Apesar de ser mais longa, em km, do que qualquer etapa do Tour, a
prova de estrada que abriu as Olimpíadas na manhã deste sábado trazia muitas
semelhanças, o que reforçava o favoritismo de Cavendish – além de toda
expectativa pelo primeiro ouro britânico em casa. E se não fosse o britânico,
quem seria? Outro sprintista, é claro. Como o eslovaco Peter Sagan e o alemão
Andre Greipel, campeão e vice na categoria no Tour, há uma semana. Com 22 e 30
anos, respectivamente.
A típica prova que só sprintistas poderiam ganhar. Longa, mas que
o pelotão percorreria em ritmo de passeio. Só no final, aqueles que descansaram
(a maioria) e com características de velocidade para a chegada (minoria) estariam
no pódio. E, uma semana depois de completar a disputa esportiva conhecida como
a mais exigente fisicamente do mundo, o vovô Vino estava pronto para atacar o
pelotão antes que ele o atacasse, nos quilômetros finais. Surpreendentemente, ele
e o colombiano Rigoberto Uran Uran não foram alcançados. Entre os 38 anos do
cazaque e os 25 do colombiano, a experiência levou.
Com o ouro em mãos, Vinokourov disse que terminou o Tour de France
um pouco cansado, mas eram as Olimpíadas, ele precisava ir. Não precisava dizer
mais nada. Mas concluiu: “Eu encerro
minha carreira com essa vitória”. Ele ainda disputa o time trial quarta-feira.
Se dessa vez a aposentadoria vai ser verdadeira, veremos. Se o clichê de que “o
atleta morre a primeira vez quando se aposenta profissionalmente do esporte”
pode ser usado, Vinokourov tem algumas vidas.
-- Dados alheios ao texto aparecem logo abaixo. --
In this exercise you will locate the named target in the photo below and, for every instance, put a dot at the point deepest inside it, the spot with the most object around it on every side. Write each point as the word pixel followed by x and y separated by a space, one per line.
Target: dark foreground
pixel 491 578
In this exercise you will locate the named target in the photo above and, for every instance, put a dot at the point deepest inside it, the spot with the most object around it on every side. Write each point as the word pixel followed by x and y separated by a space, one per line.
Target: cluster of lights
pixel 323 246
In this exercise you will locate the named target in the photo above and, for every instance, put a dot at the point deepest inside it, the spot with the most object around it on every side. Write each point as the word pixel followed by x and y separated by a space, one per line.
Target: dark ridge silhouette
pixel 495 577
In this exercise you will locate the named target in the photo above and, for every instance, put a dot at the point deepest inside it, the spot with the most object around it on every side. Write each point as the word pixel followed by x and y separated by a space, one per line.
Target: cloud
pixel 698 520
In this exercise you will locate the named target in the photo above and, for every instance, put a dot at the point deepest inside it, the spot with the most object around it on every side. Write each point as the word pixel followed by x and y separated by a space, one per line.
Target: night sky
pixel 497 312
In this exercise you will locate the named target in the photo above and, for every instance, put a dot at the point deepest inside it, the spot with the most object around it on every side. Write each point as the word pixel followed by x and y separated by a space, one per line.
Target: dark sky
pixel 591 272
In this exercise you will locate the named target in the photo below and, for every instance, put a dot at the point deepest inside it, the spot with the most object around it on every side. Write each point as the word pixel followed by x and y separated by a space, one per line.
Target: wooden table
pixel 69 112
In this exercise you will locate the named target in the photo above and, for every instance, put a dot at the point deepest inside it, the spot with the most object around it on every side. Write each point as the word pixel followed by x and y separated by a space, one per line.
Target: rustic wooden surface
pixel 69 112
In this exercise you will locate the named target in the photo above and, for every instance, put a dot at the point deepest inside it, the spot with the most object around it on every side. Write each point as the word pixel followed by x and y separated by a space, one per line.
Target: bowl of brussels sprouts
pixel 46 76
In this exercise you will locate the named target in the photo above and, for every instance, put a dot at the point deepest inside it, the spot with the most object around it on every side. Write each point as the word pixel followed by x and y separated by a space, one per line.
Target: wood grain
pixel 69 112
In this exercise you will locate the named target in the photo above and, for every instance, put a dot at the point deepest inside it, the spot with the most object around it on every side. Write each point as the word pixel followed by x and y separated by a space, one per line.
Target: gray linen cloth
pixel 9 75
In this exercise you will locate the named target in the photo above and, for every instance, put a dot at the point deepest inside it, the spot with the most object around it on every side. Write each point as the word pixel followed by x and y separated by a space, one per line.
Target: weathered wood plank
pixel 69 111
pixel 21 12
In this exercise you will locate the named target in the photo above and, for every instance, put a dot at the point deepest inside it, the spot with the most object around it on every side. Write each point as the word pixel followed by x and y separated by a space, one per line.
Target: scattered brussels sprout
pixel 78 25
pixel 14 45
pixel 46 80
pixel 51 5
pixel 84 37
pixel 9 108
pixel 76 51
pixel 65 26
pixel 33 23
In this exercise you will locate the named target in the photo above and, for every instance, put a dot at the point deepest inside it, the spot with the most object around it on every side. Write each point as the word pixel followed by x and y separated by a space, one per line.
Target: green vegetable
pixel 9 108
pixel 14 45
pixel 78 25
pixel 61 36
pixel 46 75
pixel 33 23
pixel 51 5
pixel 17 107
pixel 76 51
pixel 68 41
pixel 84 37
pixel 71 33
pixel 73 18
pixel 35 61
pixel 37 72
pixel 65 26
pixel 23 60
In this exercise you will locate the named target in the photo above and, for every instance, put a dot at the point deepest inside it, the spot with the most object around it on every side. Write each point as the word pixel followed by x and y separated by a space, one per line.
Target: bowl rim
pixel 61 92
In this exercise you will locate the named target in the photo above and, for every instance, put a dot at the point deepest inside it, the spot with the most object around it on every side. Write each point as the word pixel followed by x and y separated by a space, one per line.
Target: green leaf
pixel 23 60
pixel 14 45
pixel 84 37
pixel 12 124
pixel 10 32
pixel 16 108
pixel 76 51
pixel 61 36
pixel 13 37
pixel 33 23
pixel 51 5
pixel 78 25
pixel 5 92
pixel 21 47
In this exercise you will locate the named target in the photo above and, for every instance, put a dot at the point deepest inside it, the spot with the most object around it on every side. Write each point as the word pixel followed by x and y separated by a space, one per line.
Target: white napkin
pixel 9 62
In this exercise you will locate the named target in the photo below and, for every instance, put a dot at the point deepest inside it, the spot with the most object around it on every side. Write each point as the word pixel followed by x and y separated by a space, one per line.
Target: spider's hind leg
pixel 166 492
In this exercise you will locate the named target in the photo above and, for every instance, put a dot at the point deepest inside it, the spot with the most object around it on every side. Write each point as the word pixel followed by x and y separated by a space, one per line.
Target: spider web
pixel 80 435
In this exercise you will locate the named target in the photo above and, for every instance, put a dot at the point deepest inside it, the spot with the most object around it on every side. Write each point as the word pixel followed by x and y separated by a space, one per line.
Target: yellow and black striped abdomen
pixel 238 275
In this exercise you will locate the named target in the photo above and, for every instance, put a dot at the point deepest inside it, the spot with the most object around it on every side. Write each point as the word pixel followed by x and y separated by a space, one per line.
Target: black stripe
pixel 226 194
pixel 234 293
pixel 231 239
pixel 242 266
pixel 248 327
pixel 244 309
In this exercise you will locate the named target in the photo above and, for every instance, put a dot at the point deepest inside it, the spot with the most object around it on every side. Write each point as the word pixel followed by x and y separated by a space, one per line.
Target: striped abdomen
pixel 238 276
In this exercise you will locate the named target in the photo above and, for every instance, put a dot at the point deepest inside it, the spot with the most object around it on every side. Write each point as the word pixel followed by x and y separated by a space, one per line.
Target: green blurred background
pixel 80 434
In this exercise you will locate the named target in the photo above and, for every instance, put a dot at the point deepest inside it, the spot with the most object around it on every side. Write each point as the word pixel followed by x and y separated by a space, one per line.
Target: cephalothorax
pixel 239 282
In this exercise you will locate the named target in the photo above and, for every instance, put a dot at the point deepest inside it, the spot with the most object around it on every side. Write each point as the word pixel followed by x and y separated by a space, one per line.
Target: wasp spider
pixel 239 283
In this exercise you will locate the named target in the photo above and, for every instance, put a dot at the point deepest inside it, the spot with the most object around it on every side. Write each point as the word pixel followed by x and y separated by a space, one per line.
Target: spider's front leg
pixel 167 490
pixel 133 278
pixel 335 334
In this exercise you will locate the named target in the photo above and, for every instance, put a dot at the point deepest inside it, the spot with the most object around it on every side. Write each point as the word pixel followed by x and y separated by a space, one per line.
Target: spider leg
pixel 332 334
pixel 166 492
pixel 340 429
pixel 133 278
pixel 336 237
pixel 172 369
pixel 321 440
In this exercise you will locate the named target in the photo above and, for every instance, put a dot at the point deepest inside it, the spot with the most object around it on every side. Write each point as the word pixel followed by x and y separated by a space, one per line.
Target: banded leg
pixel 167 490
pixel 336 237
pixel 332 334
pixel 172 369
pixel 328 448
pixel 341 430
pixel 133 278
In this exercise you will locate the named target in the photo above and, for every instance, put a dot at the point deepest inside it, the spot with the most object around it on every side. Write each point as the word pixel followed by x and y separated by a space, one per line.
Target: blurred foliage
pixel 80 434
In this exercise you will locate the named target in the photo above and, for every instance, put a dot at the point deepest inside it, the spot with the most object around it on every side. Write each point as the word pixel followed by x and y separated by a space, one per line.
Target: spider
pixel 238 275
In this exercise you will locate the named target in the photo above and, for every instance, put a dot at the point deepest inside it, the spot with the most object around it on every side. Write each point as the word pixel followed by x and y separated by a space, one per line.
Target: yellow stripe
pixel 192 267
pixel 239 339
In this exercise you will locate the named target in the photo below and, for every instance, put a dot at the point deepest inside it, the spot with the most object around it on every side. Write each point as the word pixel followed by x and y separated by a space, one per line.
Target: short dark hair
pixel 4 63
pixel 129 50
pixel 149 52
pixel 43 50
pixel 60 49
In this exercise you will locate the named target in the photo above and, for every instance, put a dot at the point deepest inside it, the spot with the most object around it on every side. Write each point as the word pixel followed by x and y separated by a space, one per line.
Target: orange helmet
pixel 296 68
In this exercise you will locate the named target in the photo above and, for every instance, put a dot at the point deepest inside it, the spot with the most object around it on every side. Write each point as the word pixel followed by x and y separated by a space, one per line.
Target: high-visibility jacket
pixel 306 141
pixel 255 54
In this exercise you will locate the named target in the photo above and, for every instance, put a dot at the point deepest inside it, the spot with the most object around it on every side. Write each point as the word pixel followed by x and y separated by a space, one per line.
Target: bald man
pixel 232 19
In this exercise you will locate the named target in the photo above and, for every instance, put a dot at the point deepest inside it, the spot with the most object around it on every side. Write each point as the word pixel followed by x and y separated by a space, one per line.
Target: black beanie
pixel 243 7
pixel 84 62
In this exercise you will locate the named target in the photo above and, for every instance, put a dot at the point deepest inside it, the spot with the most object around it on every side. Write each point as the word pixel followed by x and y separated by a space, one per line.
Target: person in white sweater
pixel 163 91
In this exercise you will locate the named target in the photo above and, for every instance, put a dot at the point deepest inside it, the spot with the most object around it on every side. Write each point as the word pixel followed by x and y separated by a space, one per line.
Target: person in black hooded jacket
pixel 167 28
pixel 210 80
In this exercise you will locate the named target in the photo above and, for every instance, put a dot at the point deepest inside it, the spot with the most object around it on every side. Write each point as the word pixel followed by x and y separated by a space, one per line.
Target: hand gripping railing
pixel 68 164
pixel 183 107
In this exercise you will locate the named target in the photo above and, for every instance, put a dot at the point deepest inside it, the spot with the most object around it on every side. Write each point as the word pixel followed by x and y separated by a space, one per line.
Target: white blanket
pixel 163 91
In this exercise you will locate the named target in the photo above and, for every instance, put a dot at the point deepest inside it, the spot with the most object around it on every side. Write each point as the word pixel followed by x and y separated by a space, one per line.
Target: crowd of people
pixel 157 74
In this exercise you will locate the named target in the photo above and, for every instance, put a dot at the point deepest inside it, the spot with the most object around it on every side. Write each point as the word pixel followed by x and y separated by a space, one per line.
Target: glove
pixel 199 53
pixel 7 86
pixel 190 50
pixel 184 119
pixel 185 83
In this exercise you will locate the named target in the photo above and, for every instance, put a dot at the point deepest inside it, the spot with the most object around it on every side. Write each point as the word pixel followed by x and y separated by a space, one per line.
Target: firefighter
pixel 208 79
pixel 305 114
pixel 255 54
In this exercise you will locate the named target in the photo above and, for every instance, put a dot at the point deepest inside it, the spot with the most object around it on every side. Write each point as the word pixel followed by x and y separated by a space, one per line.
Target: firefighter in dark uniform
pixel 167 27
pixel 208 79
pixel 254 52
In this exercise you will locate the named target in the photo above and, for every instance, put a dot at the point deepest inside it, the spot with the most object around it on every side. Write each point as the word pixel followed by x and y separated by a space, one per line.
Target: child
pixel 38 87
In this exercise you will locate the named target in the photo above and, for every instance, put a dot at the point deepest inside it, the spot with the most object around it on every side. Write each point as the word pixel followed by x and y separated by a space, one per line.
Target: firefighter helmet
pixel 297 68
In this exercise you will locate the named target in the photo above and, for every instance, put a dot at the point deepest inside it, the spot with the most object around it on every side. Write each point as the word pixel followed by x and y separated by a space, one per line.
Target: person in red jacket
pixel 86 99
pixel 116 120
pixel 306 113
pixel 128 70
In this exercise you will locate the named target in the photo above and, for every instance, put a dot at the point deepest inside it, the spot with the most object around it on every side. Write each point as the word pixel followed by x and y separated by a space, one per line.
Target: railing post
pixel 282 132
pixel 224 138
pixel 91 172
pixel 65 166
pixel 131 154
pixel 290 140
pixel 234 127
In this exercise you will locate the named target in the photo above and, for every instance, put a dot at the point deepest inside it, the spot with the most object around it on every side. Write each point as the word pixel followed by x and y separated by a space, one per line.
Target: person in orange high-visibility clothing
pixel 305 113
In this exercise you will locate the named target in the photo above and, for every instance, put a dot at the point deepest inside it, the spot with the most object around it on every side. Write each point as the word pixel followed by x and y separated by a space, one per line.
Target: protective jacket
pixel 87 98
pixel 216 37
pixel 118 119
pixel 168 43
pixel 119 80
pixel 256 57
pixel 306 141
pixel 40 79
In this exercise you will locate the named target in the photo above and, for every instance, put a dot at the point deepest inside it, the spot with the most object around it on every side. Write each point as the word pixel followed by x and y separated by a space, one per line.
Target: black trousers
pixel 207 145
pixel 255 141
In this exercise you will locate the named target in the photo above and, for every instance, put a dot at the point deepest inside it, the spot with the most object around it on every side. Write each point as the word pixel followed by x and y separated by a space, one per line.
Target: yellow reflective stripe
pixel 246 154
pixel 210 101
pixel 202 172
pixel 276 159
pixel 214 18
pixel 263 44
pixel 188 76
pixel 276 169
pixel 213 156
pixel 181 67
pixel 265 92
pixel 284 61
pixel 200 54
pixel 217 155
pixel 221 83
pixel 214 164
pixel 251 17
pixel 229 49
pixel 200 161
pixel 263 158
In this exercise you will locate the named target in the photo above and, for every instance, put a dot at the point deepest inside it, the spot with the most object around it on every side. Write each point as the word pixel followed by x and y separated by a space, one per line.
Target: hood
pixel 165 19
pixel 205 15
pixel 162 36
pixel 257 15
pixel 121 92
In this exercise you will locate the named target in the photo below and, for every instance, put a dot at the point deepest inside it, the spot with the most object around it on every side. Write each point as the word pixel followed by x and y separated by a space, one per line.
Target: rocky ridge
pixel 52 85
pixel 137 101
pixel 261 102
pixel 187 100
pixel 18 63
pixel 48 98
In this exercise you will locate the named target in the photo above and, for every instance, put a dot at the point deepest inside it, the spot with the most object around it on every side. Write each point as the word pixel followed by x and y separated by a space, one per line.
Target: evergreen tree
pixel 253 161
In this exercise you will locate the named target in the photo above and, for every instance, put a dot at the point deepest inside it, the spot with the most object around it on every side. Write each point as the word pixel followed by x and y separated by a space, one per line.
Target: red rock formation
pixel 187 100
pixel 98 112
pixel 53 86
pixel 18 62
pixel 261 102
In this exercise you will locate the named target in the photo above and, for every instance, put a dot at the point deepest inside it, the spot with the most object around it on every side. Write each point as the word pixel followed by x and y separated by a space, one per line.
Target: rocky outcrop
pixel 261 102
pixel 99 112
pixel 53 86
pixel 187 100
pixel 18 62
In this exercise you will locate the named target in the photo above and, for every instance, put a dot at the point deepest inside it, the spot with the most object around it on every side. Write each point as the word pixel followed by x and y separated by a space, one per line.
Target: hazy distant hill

E também vale o clichê de que ele
“vai em paz”.
Hoje, com 38 anos, mordendo |
Depois da
curva
Ainda entre os vovôs, menção honrosa ao australiano Stuart O’Grady,
38 anos. Completou o Tour de France em quase 90 horas e meia e terminou na 6ª
posição em Londres. E tem modalidade que precisa acontecer fora do “período
olímpico” pra dar tempo de descanso...
Derrapada
O risco de escrever sobre ciclismo é daqui um tempo aparecer doping
pra algum(ns) dos vencedores. Se for o caso, ah, sei lá.
Na reta
3488 km percorridos em 23 dias, por quase 89h pedalando + 1 semana
de descanso + 38 anos de idade = 250 km percorridos em quase 6 horas pelo ouro
olímpico. Resolvendo a matemática, o valor da medalha é razoavelmente alto.